In my last post, I laid out how Nielsen/IRI define each promotion condition they measure. Today I’ll tackle the difference between promotion presence measures and promotion impact measures. Understanding this distinction will help you sort through the long list of promotion facts and avoid common errors.
In brief, presence measures tell you how much and what type of promotion you received. Impact measures tell you whether those promotions increased your sales.
Here are a few example measures for each category:
Presence measures are relatively straightforward – Nielsen/IRI simply track and record the merchandising conditions. If the product sells when there’s a TPR, a retailer feature and/or a secondary display, then that sale counts as a promoted sale. If no promotions are present, then the sale counts as a non-promoted sale.
Impact measures are more complex – they require estimation and rely on historical data. To provide impact measures, IRI and Nielsen must estimate base volume. Base volume tells you what your sales would have been if there had been no promotion. I’ll share more details about how base volume is estimated in future posts.

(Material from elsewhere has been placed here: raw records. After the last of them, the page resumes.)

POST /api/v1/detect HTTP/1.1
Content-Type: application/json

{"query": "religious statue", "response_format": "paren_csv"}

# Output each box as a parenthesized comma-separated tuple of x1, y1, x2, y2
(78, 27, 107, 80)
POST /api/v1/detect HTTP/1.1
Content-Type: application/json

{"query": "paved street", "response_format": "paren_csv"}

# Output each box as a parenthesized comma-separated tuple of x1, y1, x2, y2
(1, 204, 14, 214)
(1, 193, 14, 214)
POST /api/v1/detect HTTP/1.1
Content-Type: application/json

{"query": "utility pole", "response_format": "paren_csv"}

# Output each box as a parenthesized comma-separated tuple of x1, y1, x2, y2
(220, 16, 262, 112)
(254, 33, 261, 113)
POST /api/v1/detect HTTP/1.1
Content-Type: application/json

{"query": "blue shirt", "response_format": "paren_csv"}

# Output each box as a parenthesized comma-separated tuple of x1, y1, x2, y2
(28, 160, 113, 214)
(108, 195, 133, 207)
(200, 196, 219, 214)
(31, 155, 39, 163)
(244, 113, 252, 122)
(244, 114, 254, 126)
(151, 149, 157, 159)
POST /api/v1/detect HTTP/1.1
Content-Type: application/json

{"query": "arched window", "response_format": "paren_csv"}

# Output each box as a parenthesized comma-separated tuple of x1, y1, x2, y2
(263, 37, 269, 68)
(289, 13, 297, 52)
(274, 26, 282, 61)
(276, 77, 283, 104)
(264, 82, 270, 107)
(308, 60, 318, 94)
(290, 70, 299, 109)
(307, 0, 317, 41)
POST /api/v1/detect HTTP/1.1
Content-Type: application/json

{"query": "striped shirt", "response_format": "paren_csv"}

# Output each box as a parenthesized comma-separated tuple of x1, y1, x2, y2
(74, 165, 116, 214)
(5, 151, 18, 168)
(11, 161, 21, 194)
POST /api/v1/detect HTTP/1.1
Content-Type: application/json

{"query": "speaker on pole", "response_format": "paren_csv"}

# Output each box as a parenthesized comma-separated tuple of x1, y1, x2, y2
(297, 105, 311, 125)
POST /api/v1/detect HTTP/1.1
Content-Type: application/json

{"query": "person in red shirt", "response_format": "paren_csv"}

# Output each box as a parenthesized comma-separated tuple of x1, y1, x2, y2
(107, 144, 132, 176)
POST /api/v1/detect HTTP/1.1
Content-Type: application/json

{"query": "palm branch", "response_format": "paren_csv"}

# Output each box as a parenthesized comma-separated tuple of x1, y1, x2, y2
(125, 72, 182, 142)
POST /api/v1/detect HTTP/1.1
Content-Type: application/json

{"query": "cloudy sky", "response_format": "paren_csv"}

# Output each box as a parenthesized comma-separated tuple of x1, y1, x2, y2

Once Nielsen/IRI estimate base volume, they compare it to actual total volume, and the difference is incremental volume:
Total Volume – Base Volume = Incremental Volume
Have your managers asked you the common question: “What would sales have been without that promotion?” You have to look at base sales. Non-promoted sales will give you the wrong answer. Here’s a simple example to demonstrate why:
Let’s say you sell chocolate milk. Last week, Anytown Foods sold your product at regular price. This week, they discounted the price of your chocolate milk in every store and featured it in the retailer’s in-store circular. Your sales go up! IRI/Nielsen report:
Let’s go back to our question: “What would sales have been without that promotion?” We look at Week 2 (the promotion week). Non-promoted sales (Units – No Promo) are 0. Because every store had the product on promotion, there are no non-promoted sales. See why this is not the right measure to use when answering this question?
Although the difference between non-promoted sales and base sales is clear in our simple example, it becomes harder to spot when looking at data for a whole market over a longer period of time. Just remember that promoted and non-promoted sales don’t give an accurate picture of what would have happened without the promotion. Only incremental and base sales do that job.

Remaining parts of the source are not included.